Born in Minnesota, Caitlin Schmid is a weaver and an artist living in Somerville, MA. Her interest in shared attention in the digital age picks and pulls at questions of duration, performance, craft, experimentalism, ethics, and community rooted in her background in musicology and engaged scholarship. Since beginning her practice in multishaft weaving in 2019, she has zeroed in on double weave–two layers of cloth woven simultaneously on a single loom and (sometimes) interlaced–as her structure of choice. (The possibilities!) She’s enchanted by every part of the weaving process except the initial imperative to narrow down all of the free-floating ideas to just one, and she welcomes collaboration and conversation about global textile practices.
Artist statement
I’m interested in exploring how textiles can reframe the experience and possibilities of attention for both the artist and the viewer.

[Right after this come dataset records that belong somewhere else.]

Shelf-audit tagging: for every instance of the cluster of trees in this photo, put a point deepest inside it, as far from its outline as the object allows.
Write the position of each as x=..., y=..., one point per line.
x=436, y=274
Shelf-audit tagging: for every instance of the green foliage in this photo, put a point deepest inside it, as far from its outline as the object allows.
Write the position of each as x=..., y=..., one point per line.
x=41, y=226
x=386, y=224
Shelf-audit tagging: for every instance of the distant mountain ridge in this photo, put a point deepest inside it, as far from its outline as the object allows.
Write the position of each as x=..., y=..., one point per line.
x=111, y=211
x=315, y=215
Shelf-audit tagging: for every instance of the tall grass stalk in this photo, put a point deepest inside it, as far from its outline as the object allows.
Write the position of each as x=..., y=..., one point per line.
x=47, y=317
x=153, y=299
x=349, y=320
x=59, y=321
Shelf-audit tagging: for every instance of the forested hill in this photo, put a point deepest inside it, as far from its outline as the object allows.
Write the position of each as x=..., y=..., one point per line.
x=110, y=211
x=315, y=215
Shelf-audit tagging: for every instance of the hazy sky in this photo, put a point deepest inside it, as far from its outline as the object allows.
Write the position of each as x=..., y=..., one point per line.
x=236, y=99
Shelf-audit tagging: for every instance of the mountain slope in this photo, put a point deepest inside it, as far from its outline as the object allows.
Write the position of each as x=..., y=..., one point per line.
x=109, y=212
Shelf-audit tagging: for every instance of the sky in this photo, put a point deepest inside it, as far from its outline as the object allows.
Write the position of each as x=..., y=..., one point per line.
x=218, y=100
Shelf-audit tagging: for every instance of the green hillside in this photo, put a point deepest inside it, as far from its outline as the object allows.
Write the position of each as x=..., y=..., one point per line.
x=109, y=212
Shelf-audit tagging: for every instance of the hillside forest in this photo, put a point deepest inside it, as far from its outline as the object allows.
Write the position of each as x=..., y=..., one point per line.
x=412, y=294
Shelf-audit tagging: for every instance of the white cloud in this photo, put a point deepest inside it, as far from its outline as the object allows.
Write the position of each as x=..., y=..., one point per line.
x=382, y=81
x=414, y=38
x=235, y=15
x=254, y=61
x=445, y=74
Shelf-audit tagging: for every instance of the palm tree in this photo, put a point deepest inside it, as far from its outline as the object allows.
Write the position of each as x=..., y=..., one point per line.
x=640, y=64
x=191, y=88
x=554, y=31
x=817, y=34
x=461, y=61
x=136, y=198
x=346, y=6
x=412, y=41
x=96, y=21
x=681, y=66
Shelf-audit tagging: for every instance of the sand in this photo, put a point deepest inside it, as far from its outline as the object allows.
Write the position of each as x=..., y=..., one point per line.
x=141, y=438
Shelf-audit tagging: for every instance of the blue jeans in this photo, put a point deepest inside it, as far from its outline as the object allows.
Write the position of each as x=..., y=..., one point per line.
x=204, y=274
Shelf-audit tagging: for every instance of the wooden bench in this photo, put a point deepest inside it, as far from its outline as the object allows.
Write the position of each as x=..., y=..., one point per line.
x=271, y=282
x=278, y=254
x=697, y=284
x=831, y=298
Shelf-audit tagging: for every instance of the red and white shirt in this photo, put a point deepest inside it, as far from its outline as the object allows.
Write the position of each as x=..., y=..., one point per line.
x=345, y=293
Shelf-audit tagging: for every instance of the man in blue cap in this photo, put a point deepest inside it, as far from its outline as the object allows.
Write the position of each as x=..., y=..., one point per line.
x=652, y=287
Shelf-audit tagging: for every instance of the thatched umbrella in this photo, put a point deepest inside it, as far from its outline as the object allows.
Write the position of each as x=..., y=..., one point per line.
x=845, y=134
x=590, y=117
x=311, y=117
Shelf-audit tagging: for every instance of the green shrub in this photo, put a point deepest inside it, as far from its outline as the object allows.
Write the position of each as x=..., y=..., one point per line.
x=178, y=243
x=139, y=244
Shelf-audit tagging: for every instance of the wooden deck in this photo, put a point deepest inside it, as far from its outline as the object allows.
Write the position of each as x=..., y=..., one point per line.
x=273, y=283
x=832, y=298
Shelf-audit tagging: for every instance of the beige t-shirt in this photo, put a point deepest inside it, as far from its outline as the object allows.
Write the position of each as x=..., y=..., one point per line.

Created primarily in double weave on 8- and 16-shaft handlooms, each piece is a tiny world woven according to an internal set of constraints tied to materials (the loom, the thread), chance operations, and manipulation by the weaver. Each artwork is also an invitation to reconstruct the logic of that world, to untangle when and where the rules break down, and to imagine different outcomes for color, pattern, texture, use, or meaning.
As I’m weaving, I wonder: What is it that we value when we pay attention? When does lending our attention–an unwritten recipe of time and interest–alter the way we see the world? Can a commitment to shared attention (around art, cloth, a collection of questions) create community? How could we construct an attentional commons worth protecting?